WASHINGTON (Reuters) - An attempt by U.S. Senate Democrats to override the Supreme Court's controversial birth control ruling failed to muster enough votes to move forward on Wednesday, but lawmakers vowed to keep pressing the issue heading into the midterm elections.
Senators, including three Republicans, voted 56-43 for the bill, which would bar employers from discriminating against female employees in coverage of preventive health services, including contraception.
That was short of the 60-vote hurdle needed to move the bill forward. But Senate Democratic leaders promised to bring the contraception issue up again.
"Women across the country today watched as all but three Republicans showed they care more about protecting the rights of CEOs and corporations than about protecting the rights of women to access critical healthcare coverage," Senator Patty Murray of Washington, one of the bill's sponsors, said at a news conference.
The Supreme Court's 5-to-4 decision on June 30 allowed corporations held by a family or a small number of people to forgo for religious reasons requirements in President Barack Obama's signature healthcare reform law that employers' health plans cover birth control.
The court's male justices sided with retail arts and crafts supplier Hobby Lobby, whose owners objected to providing employees certain methods of contraception that the owners considered forms of abortion.

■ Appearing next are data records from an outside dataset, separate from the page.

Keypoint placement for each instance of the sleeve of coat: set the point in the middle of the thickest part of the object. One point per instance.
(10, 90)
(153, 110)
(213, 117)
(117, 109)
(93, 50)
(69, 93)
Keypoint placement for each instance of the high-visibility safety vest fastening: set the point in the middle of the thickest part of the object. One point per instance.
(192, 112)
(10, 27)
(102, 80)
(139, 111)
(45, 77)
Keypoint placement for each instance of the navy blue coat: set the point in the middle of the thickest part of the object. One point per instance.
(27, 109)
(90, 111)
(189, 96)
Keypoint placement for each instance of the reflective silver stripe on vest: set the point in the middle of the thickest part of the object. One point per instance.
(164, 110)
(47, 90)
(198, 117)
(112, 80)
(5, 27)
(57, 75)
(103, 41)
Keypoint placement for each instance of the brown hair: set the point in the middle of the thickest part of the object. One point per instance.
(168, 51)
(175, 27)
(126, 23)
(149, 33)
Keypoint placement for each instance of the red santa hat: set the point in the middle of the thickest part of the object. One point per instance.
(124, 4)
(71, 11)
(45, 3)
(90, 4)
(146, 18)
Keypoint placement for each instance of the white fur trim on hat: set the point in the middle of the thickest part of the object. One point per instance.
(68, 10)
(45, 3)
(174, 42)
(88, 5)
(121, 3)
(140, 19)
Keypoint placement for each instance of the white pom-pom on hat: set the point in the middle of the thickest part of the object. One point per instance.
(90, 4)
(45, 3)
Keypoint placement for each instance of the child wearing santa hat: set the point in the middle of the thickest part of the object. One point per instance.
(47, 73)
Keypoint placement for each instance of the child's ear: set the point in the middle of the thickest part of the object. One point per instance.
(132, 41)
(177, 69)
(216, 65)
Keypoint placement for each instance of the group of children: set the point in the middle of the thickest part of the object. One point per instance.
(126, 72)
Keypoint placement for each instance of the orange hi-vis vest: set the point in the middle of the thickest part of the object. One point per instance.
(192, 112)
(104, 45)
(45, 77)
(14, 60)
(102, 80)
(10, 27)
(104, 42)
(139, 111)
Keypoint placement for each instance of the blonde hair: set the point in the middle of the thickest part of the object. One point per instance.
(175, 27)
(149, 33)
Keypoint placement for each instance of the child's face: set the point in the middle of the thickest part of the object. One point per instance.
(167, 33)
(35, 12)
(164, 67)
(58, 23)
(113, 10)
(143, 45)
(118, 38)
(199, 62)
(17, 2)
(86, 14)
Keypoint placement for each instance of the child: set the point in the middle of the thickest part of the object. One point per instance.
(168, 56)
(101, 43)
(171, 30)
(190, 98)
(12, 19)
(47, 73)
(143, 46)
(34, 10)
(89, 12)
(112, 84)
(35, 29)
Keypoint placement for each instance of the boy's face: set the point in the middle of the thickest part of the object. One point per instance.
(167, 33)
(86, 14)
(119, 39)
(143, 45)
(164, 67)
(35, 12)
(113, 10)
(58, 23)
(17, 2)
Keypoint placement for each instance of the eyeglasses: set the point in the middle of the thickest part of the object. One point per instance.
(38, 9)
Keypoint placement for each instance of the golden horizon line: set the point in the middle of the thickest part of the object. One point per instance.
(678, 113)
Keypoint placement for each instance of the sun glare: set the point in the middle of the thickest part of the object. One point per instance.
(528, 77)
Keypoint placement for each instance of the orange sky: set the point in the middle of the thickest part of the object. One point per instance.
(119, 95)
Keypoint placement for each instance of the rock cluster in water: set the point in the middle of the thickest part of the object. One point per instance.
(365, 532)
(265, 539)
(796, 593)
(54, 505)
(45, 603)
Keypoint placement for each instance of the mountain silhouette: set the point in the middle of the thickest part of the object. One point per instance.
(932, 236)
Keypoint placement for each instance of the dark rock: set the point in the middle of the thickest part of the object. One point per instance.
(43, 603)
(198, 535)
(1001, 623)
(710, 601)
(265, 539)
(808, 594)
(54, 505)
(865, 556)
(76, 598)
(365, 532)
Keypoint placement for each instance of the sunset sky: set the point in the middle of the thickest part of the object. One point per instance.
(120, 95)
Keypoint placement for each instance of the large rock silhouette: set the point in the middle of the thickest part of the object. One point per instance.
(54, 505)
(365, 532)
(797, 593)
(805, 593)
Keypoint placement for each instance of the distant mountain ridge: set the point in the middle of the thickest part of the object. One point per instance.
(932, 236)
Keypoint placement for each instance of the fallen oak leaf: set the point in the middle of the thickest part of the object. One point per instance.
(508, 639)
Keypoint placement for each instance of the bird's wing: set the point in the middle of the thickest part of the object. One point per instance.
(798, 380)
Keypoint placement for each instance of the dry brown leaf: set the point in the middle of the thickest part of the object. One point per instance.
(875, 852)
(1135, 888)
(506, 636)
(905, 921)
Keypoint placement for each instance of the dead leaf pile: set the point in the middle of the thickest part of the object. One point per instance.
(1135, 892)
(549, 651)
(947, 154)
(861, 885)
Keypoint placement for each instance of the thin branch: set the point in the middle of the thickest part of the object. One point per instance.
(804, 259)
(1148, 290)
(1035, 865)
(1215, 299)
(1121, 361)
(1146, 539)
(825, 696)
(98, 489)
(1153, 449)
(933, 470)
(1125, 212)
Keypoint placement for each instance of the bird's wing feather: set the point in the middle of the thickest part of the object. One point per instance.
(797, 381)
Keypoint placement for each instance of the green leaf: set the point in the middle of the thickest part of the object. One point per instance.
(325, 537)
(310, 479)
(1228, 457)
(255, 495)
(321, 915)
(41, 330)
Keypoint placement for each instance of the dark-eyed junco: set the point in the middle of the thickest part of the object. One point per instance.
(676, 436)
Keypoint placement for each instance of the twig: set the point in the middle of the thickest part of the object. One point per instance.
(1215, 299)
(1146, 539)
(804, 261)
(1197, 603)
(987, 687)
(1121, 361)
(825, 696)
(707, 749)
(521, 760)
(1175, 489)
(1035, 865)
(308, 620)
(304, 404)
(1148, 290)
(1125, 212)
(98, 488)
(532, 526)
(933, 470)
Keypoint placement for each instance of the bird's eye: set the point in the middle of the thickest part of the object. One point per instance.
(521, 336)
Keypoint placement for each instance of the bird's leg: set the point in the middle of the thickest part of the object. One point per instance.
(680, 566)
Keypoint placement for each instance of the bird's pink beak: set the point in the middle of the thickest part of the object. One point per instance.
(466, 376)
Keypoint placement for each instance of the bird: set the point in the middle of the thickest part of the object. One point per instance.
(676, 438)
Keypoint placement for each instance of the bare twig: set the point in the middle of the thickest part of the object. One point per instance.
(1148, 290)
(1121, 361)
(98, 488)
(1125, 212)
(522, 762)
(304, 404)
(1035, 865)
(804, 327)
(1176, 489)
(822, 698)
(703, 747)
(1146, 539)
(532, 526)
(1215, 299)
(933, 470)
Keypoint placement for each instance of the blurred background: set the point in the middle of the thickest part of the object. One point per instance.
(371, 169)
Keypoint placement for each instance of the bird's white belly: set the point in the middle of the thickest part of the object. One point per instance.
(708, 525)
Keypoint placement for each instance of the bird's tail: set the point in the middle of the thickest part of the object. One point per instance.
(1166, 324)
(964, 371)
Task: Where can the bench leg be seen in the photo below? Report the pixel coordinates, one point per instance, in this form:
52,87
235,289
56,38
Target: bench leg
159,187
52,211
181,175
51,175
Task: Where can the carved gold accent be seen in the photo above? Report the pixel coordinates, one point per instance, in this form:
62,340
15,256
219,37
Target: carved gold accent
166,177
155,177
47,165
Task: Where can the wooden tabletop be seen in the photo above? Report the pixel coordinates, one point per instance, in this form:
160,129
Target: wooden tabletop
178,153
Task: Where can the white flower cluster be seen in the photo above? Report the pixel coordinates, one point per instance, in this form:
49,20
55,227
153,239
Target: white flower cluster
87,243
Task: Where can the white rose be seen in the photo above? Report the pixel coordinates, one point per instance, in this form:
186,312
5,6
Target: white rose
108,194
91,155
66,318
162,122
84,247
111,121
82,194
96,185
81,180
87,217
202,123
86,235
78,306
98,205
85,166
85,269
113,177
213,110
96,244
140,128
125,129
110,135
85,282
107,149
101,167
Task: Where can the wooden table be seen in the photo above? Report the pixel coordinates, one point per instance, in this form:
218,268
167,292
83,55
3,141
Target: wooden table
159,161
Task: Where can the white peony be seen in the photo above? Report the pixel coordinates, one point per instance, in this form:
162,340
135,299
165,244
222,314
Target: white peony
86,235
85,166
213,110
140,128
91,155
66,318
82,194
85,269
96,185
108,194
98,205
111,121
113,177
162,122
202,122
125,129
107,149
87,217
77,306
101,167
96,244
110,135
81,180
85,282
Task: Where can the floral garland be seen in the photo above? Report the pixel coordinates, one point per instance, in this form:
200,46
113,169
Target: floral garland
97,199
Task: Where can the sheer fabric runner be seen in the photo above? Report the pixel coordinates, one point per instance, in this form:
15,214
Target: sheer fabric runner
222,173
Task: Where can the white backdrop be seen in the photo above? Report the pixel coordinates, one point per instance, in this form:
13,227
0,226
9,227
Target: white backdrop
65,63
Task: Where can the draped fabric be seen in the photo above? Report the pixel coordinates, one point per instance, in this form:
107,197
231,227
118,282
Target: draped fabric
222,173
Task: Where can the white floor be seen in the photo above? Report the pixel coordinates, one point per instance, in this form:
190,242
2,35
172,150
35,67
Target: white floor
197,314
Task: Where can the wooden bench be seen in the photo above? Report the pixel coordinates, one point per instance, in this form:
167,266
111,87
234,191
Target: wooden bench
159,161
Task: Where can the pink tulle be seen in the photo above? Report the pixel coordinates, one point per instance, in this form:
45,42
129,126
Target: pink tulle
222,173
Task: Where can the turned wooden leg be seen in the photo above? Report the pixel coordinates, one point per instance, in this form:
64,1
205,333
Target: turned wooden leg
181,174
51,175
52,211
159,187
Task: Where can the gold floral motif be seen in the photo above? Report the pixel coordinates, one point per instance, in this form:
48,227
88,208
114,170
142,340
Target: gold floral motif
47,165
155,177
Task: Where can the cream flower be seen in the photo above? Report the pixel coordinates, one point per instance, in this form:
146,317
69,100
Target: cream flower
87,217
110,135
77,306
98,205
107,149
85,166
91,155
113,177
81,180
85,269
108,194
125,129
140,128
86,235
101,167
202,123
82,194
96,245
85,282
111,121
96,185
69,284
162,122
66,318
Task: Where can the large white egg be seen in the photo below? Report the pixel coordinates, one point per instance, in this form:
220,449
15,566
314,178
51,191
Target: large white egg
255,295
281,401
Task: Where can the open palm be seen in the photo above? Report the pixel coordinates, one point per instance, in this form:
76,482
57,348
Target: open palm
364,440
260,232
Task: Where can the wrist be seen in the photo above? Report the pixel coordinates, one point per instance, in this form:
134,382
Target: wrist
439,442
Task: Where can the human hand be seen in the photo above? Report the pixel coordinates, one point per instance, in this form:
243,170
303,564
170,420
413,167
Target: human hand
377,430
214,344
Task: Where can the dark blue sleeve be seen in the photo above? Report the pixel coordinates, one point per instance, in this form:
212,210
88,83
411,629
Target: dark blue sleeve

Murray and Senator Mark Udall of Colorado responded last week with the bill to override that decision. Forty-four other Democrats signed on as co-sponsors, and it was endorsed by medical groups such as the American Congress of Obstetricians and Gynecologists.
Democrats in the House of Representatives have a companion bill that stands little chance of passage in the Republican-controlled body.
"We are going to keep working on this until we get it done," Murray told Reuters on Tuesday. "This is the right thing to do. We're going to fix this policy."
"This is far from over," Udall said after the vote.
Senate Majority Leader Harry Reid said the Senate would vote on the issue again this year.
MIDTERM ISSUE
Political observers said all along that Senate Democrats could not garner the Republican support needed to reach 60 votes. Instead, they had their eye on November elections.
"This will be a huge motivator for women in the fall and a liability for Republican candidates up and down the map," said Justin Barasky, a spokesman for the Democratic Senatorial Campaign Committee.
Roughly one-third of the seats in the Senate and the entire House of Representatives are in play. Democrats face a tough battle to hang onto their majority in the Senate.
In 2012, Democrats hung onto some seats by painting Republicans as anti-women, after several candidates made remarks about rape and other issues that were seen as insensitive.
North Carolina Senator Kay Hagan, a Democrat who faces one of the toughest re-election contests this year against Republican state lawmaker Thom Tillis, has made the issue a key part of her campaign, spokeswoman Sadie Weiner said.
"Kay's excited to know that women are backing her and are spending time volunteering, knocking on doors," Weiner said. "It's certainly drawn attention and put it on the radar of North Carolina women that there is a contrast in this race when it comes to access to contraception."
Senate Republicans have announced their own post-Hobby Lobby bill to ensure employers could not block their employees from obtaining birth control.
Republican Senators Lamar Alexander of Tennessee and Orrin Hatch of Utah said before Wednesday's vote that the Hobby Lobby ruling was about constitutional religious freedoms, not women's rights.
Hatch told Reuters he was not worried the bill would persuade women to vote for Democrats in November.
"I think there are a lot of very intelligent women out there who know this is a political game, and it shouldn't have an effect," he said.